The red Holden Commodore VP was destroyed by firefighters, who smashed the glass windows before dismantling the frame.
Tough laws in Queensland mean that any motorist who is found guilty of hooning-related offences could have their car destroyed.
The Police Powers and Responsibilities Act 2000 (Qld) empowers Queensland police to impound, immobilise and confiscate vehicles involved in hooning offences.
Cars destroyed or confiscated by the state are utilised to train firefighters, and sometimes sold for scrap metal.
This is due to how cars are often “a desirable car if you are in the hooning community but it is a type of car that if we were to simply sell it to recover the towing fees, [it] would simply be bought by another person to be used for hooning activities” as described by Queensland Police Assistant Commissioner, Ben Marcus.
Can NSW Police Impound or Confiscate My Car?
The following is a brief summary of the law on police impounding or confiscating your car in NSW.
In New South Wales, there are two main types of vehicle sanctions, namely number plate confiscation or vehicle impounding.
Such sanctions are generally imposed for 3 months; however, this may be extended to a period of 6 months if a driver was disqualified from driving at the time of a relevant offence.
However, where a person repeatedly commits serious driving offences, they also risk forfeiting ownership of their vehicle.
Part 7.6 of the Road Transport Act 2013 (NSW) outlines circumstances in which police officers may impose certain sanctions concerning vehicles.

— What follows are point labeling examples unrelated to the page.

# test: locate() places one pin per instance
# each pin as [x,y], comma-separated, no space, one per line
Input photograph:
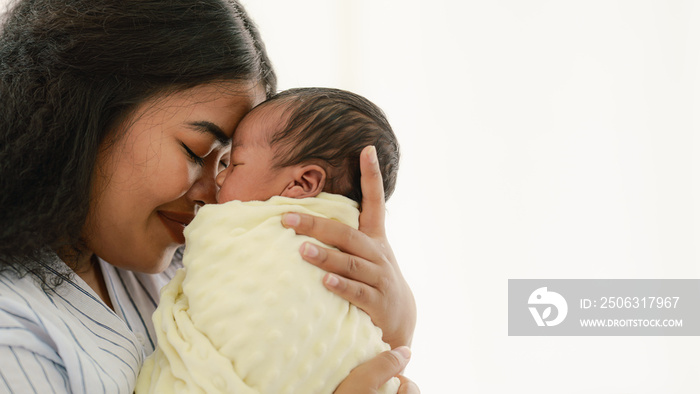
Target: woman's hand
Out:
[368,377]
[364,271]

A police officer may impose a vehicle sanction if they reasonably believe that the car was used for a ‘sanctionable offence’ which includes:
- Street racing,
- Engaging in a police pursuit,
- Drag racing or burnouts,
- Speeding by more than 45km/h,
- Repeat unauthorised driving
- Repeat high-risk drink driving.
The vehicle may be confiscated on the spot, or an order may be made for an offender to bring it to a certain place at a specified time and date.
Number plates may also be removed or confiscated, or a notice may be issued requiring an offender to remove them from the car.
Where a person fails to provide their vehicle, or remove their number plates, in accordance with an outlined order or notice, they face a maximum fine of $3,300.
You may apply to the Local Court for the early release of your motor vehicle or number-plates, as outlined in section 249.
The court will have regard to:
- the safety of the public and whether it is reasonably likely that the vehicle could be used for further sanctionable offences, and
- any alleged extreme hardship to a person, other than the registered operator, arising from the impoundment of the vehicle or confiscation of the number-plates.
However, even where the Local Court orders that the vehicle or number plates be returned, the vehicle’s owner must pay for any applicable movement, towing and storage fees prior to receipt.
If the vehicle is utilised to commit another sanctionable offence within five years, a forfeiture order may be imposed which means that it can be seized and sold or destroyed, as per section 245.
The vehicle may be sold at a public auction or used for crash testing and driving education programs.
Where it is deemed that forfeiture of the vehicle will cause extreme hardship to its operator or any other person, it may be impounded or its number plates confiscated for a period of time, instead.
The Act outlines that financial loss, or difficulty in attending employment, or travelling to any place for the purposes of education, training or study does not constitute extreme hardship.